Contact-breaker points are responsible for transferring the electrical current from the coil to the spark plugs to start your car’s engine. But as the current passes through the points, it causes one point to metal and deposits its residue on the other point. The unwanted deposits can hinder the performance of the contact breaker points and, as a result, causes problems in starting the car. Replacing contact-breaker points with a simple screwdriver will ensure that your car’s ignition functions properly and your car starts smoothly. However, you will need to adjust the points accurately to get the engine working. Read on to find out how to fit and adjust contact-breaker points to get your car started.
Contact-breaker points are prone to wear. It is advisable to replace the contact-breaker points every 10,000 kilometers or twice a year, depending on your car usage. Knowing how to fit and adjust contact-breaker points can help you easily replace the contact-breakers regularly.
Things you will need
Replacing and Adjusting contact-breaker points is an easy task, which will require the following things:
- The car’s owner’s manual
- New contact-breaker points
- A set of screwdrivers
- A vacuum source
- A set of spanners
- A dwell meter or a multimeter with a dwell feature
- A dielectric grease
- Some paraffin or petrol
- A feeler gauge
How to Remove Old Contact-breaker Points
Before fitting the new contact-breaker points, you need to take out the old ones. Follow the following steps below to remove the old contact-breaker points:
Step 1 – You need to identify the distributor and then unscrew or unclasp the distributor’s cap off. Now remove the rotor off and remember its exact position. You will now be able to spot the contact-breaker points in the base of the distributor.

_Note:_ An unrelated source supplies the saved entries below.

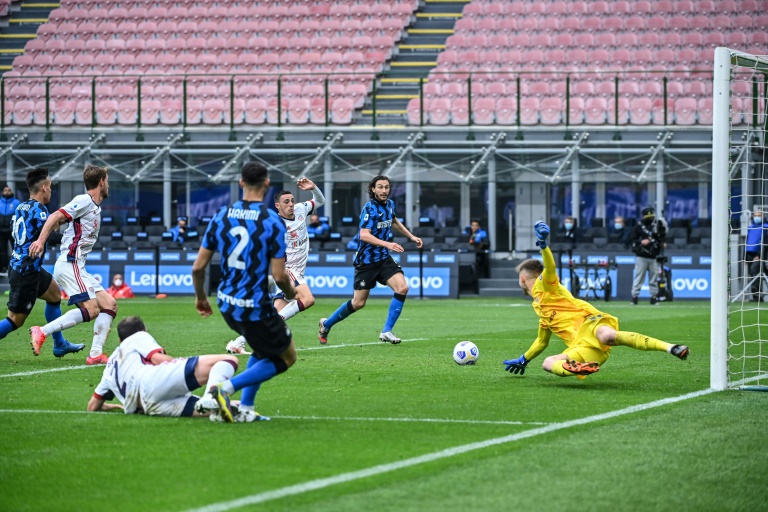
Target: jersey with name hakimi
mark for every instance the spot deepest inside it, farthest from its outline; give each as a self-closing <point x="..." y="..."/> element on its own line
<point x="248" y="235"/>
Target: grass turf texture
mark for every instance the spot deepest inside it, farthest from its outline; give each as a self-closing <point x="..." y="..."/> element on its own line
<point x="330" y="411"/>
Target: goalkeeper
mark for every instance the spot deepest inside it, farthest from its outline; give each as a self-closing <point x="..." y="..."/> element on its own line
<point x="589" y="334"/>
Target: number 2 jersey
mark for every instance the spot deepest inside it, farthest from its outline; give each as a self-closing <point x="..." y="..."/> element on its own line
<point x="248" y="235"/>
<point x="125" y="368"/>
<point x="28" y="221"/>
<point x="84" y="217"/>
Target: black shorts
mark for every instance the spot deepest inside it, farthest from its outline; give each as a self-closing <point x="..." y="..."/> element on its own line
<point x="366" y="276"/>
<point x="270" y="337"/>
<point x="26" y="288"/>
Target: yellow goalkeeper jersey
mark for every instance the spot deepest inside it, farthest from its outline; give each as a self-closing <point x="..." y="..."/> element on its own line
<point x="559" y="311"/>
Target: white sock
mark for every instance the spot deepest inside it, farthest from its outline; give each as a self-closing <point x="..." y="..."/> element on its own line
<point x="69" y="319"/>
<point x="290" y="310"/>
<point x="221" y="371"/>
<point x="101" y="328"/>
<point x="228" y="387"/>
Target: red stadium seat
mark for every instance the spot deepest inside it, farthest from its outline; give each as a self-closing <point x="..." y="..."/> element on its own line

Step 2 – Make sure that your car is in the neutral gear. Using an appropriately sized spanner on the engine pulley, rotate your car’s engine. As the camshaft rotates in the distributor, the heel of the gear tooth is pushed outward on the cam lobe, causing the contact breaker points to open as far apart as possible.
Step 3 – You have to disconnect the electrical wires of the coil and the capacitor from the back of the contact breaker points. But make sure that you disconnect the battery first in order to avoid any electric shocks.
Step 4 – Now, from the base plate, remove the locating screw to free the old contact-breaker points from the base of the distributor. You would be able to see signs of pitting in the form of deposits of tungsten from one point to another.
Note: If the deposits appear to be more than 1mm thick, you need to change the capacitor as well.
Step 5 – While replacing the contact-breaker points, you also need to check the retard weights and the mechanical advance of the distributor base plate. Remove the plate and check if the weights can move freely on their locating points.
Step 6 – Also, check the condition of the resisting springs. Apply a small amount of dielectric grease to improve the spring elasticity.
Step 7 – Ensure that the capacitor is secure in its place and refit the distributor base plate.
Note: If the retard weight and the advance are vacuum load sensitive, then use a vacuum source at the end of the unit to see if the base plate moves with reference to the locating points. Once the source is removed, the plate should fall back to its place and remain static.
How to Fit and Adjust Contact-breaker Points
Once the old contact-breaker points are removed, you can fit the new points in the distributor. The steps below can guide you in fitting and adjusting the new contact-breaker points.
Fitting the Points
Step 1 – The new contact-breaker points have a protective coating over them. You have to use paraffin or petrol on a cloth to clean the points. Allow them to dry before you go on to the next step.
Step 2 – Now, you have to fit the points in the base plate and locate the fitting screw to tighten them in place. Leave the points loose enough so that they can move easily in relation to the plate.
Adjusting the Points
Step 1 – Adjust the heel of the gear tooth on the camshaft, so it rides on it smoothly.
Step 2 – Use a feeler gauge to adjust the gap between the contact-breaker points according to the dwell angle specified for your car. You have to consult your car’s owner manual to find the specified dwell angle for your car.
Step 3 – Tighten the locating screw with a screwdriver once the dwell angle is adjusted.
Step 4 – Reconnect the wires from the coil and the capacitor in place on the base plate.
Step 5 – You now have to place the rotor back in the distributor and reattach the distributor cap.
Step 6 – Check the battery leads and connections and reattach the battery.
Step 7 – Now, using a multimeter or a dwell angle, you need to check if the dwell angle is in accordance with the angle specified. Readjust the angle by repeating the steps mentioned above, if required.
And there you go, fresh contact-breaker points in place. Start the car and take the car for a test drive to ensure that everything works perfectly under different engine load conditions.
If the car still has trouble starting, other reasons might be involved. Check if your battery has the right amps. Test your car’s battery to see if your car needs a battery replacement. You can use a car battery charger to revive the battery in some cases.
Knowing how to fit and adjust contact-breaker points can help you save time and money. Since the points need regular replacement, doing the job yourself can save you the hassle of going to a workshop for a simple task such as this.